Experts urge intensive lifestyle measures for lowering triglycerides

When cholesterol is measured, so are triglycerides, another type of blood fat that's an independent risk factor for heart disease. High triglycerides increase the likelihood of developing heart disease even when cholesterol levels are normal, especially in postmenopausal women. But triglycerides haven't gotten as much attention as LDL (bad) cholesterol and HDL (good) cholesterol, partly because their role in heart disease and stroke hasn't been well understood.

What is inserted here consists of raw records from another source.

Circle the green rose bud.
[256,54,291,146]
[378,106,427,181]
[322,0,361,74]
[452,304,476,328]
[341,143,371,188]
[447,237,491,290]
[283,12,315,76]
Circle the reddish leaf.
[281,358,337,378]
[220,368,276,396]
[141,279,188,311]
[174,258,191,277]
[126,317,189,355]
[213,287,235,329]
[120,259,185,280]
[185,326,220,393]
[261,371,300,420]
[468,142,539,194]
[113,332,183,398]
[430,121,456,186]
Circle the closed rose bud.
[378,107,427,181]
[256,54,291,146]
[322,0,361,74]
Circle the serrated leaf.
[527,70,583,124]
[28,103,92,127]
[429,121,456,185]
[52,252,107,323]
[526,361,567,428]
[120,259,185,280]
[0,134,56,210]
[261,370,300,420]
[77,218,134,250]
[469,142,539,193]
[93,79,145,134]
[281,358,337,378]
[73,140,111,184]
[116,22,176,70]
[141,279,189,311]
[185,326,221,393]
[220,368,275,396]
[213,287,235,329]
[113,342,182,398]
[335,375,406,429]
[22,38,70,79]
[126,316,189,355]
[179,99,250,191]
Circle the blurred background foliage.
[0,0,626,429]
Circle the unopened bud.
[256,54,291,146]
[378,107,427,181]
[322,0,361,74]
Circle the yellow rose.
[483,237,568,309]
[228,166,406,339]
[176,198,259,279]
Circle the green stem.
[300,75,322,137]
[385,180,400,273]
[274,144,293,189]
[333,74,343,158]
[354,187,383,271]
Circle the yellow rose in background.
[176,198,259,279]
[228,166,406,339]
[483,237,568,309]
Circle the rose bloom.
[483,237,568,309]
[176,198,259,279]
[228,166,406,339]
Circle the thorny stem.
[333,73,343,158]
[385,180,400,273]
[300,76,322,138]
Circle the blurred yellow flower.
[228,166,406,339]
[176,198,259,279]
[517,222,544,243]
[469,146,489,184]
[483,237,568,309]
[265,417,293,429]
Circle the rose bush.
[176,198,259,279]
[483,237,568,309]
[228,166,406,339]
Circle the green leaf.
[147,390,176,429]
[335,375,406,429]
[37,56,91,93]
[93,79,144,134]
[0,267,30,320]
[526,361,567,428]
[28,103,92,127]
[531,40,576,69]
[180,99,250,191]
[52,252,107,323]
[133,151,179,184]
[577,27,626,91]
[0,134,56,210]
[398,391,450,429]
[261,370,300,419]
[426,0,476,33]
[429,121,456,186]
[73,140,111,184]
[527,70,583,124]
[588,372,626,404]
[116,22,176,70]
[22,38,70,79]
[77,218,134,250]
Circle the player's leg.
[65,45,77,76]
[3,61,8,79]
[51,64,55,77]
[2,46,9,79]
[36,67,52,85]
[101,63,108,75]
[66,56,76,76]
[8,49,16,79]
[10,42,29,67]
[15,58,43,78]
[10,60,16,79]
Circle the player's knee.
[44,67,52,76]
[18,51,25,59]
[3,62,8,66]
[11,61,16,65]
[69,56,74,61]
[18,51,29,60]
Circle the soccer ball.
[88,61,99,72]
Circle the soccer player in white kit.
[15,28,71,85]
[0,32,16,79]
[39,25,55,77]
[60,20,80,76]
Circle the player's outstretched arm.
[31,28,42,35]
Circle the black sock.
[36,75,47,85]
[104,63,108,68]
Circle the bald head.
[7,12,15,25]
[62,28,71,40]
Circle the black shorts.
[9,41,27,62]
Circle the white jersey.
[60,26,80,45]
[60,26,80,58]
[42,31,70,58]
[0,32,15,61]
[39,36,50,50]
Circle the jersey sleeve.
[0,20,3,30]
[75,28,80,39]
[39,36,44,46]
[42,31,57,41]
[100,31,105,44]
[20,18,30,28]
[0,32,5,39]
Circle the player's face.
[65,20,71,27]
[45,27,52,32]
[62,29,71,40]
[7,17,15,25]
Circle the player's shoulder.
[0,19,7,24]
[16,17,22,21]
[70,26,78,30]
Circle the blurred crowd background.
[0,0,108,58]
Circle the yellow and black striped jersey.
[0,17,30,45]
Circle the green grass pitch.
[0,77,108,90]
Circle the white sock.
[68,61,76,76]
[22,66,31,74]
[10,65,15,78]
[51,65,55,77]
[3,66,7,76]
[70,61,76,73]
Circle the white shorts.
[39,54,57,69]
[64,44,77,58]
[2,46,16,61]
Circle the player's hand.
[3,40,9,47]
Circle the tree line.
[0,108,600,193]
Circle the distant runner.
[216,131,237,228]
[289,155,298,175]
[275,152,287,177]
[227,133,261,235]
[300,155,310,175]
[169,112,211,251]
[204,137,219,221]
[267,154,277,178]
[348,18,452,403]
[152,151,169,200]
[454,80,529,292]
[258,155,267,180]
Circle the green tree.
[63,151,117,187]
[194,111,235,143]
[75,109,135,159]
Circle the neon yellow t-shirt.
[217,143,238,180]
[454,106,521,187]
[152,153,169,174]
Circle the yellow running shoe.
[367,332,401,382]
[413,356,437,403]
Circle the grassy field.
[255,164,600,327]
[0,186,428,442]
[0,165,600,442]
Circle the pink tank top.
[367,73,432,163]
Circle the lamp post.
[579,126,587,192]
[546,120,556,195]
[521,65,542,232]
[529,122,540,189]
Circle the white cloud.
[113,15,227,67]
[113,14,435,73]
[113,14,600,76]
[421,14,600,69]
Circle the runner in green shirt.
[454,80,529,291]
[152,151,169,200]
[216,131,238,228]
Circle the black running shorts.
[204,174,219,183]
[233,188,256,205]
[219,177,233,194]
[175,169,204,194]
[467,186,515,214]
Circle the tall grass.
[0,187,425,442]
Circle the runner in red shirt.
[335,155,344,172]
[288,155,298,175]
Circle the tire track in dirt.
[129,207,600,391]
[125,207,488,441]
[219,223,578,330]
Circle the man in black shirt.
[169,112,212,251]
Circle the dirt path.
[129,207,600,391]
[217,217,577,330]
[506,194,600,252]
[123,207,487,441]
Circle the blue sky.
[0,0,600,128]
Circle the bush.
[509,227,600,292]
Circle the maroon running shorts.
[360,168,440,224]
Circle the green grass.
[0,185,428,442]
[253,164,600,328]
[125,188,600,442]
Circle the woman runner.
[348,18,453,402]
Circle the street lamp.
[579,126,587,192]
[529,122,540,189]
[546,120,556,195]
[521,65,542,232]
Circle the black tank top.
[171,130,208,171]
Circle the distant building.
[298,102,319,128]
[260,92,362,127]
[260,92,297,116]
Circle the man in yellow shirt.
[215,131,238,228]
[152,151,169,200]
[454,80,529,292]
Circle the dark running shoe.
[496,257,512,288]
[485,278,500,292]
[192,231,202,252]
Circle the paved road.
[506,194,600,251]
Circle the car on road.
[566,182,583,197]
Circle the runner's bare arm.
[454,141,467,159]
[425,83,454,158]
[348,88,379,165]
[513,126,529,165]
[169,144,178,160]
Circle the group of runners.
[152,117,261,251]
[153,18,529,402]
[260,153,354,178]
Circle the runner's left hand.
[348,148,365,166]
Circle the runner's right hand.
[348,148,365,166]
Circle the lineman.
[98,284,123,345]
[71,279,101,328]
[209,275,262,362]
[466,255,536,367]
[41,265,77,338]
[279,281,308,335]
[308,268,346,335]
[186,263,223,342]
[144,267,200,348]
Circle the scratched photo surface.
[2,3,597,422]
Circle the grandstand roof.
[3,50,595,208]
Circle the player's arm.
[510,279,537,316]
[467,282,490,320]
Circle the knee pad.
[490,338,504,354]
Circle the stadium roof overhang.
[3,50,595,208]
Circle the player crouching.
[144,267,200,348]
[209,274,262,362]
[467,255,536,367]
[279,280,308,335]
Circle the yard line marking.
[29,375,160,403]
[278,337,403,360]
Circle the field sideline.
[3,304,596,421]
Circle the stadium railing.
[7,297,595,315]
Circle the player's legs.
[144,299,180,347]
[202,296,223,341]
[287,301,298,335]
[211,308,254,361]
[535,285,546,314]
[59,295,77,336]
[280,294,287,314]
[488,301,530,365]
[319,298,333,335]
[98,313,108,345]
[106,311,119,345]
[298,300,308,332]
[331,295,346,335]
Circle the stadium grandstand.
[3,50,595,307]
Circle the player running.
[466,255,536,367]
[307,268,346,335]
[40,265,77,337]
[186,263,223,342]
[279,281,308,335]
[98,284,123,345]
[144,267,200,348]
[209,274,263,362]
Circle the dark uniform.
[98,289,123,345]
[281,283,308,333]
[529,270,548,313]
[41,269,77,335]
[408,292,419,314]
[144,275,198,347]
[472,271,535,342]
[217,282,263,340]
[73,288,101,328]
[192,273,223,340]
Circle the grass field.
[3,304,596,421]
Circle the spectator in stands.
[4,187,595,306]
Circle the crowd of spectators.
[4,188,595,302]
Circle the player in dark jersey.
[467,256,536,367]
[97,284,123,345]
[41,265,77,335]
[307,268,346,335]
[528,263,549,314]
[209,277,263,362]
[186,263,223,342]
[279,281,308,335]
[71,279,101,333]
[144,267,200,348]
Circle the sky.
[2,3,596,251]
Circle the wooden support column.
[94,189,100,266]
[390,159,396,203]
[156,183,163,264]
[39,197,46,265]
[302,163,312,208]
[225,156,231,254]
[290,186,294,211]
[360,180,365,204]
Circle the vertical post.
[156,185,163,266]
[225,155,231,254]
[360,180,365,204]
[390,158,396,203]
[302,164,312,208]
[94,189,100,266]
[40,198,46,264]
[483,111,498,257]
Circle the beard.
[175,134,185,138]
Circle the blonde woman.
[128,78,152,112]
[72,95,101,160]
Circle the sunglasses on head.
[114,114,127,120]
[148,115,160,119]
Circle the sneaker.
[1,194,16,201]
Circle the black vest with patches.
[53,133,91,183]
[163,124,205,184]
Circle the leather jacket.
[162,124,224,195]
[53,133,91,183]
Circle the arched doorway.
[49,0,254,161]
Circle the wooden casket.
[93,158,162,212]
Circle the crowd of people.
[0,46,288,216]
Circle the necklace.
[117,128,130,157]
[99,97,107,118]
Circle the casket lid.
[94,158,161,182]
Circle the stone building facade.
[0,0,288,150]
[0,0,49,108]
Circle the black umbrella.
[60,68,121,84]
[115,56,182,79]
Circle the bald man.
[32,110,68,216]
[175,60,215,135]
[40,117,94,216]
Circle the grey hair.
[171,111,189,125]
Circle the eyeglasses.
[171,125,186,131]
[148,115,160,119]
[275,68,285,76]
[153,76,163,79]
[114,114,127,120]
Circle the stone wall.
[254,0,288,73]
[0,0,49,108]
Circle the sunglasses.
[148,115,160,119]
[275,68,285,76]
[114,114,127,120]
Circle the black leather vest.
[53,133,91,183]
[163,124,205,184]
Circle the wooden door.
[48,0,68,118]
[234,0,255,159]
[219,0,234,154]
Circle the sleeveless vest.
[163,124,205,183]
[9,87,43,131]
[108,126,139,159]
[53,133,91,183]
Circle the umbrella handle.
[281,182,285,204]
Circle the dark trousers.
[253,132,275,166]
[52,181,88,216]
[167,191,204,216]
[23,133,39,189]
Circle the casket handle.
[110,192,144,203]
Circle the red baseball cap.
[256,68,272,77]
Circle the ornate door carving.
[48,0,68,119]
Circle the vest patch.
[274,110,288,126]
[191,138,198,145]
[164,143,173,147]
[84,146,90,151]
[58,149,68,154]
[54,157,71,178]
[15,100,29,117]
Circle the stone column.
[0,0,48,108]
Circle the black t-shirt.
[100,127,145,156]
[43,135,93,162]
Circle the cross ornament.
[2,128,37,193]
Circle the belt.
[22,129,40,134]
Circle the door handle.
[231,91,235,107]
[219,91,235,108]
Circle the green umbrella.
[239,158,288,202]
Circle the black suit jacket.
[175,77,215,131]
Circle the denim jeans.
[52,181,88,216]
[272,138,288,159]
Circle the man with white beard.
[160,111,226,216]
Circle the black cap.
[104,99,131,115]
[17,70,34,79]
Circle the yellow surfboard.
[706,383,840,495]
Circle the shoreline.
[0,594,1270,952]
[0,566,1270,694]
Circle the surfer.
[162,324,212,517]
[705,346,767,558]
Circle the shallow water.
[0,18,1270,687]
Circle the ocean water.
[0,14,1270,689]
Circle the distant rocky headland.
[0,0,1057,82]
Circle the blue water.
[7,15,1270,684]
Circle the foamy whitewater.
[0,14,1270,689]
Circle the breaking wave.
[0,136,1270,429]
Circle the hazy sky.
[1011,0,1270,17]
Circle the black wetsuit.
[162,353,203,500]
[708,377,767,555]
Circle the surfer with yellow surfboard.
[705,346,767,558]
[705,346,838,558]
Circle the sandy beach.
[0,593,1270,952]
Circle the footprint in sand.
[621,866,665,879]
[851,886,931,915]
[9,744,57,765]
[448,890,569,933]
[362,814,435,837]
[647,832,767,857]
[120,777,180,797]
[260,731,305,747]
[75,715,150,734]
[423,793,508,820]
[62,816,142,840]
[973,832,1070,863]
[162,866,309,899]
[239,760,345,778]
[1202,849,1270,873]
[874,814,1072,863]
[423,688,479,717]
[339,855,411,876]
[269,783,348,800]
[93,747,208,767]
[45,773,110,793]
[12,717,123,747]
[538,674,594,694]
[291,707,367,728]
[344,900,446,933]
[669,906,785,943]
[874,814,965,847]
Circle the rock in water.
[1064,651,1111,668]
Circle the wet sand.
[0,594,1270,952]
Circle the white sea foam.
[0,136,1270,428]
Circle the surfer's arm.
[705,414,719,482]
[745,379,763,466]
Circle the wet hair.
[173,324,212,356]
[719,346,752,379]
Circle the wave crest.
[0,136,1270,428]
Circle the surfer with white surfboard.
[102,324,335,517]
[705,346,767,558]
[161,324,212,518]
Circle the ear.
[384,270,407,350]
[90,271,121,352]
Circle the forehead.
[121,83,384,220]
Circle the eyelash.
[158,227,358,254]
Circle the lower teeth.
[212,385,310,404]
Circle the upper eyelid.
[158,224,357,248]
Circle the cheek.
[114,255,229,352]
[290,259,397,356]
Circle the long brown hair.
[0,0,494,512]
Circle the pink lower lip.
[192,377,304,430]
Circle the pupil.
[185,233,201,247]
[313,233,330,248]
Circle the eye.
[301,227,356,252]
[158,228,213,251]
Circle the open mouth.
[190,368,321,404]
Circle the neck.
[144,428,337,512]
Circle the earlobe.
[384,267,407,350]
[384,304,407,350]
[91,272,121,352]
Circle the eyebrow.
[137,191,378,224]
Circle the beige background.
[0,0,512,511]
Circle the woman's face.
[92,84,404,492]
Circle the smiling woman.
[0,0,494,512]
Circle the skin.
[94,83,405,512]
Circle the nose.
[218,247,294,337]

In recent years, scientists have learned more about how triglycerides are metabolized and how they contribute to atherosclerosis, the clogged arteries that raise the risk of heart attack, stroke, and other cardiovascular problems. High triglyceride levels are often correlated with low HDL and a type of LDL cholesterol that is particularly likely to produce harmful deposits in the arteries. High triglyceride levels are also a component of another heart disease risk factor — metabolic syndrome, a condition that occurs in most people with type 2 diabetes and includes high blood pressure and a large waist size. The American Heart Association (AHA) issued a scientific statement about triglycerides and cardiovascular disease that sets a new, lower optimal level of triglycerides and recommends intensive lifestyle measures for reducing elevated triglycerides. The AHA statement and a review of research were published online April 18, 2011, in the journal Circulation. Here are some of the highlights:

Research in women. In the United States, 27% of women have elevated triglyceride levels — that is, 150 milligrams per deciliter (mg/dL) of blood or more (see "Triglyceride levels"). On average, Mexican American women have the highest triglyceride levels and black women the lowest levels, with non-Hispanic white women in between. As women go through menopause, triglyceride levels increase; the relative influence of aging, hormonal changes, and lifestyle changes (lower levels of physical activity, for example) isn't clear. In the Study of Women's Health Across the Nation, triglyceride levels were at their highest during late perimenopause and early postmenopause. Estrogen taken orally — but not transdermally (by patch) — raises triglyceride levels; progestins can counter this effect. Tamoxifen (taken for prevention and treatment of breast cancer) can cause a marked increase in triglycerides.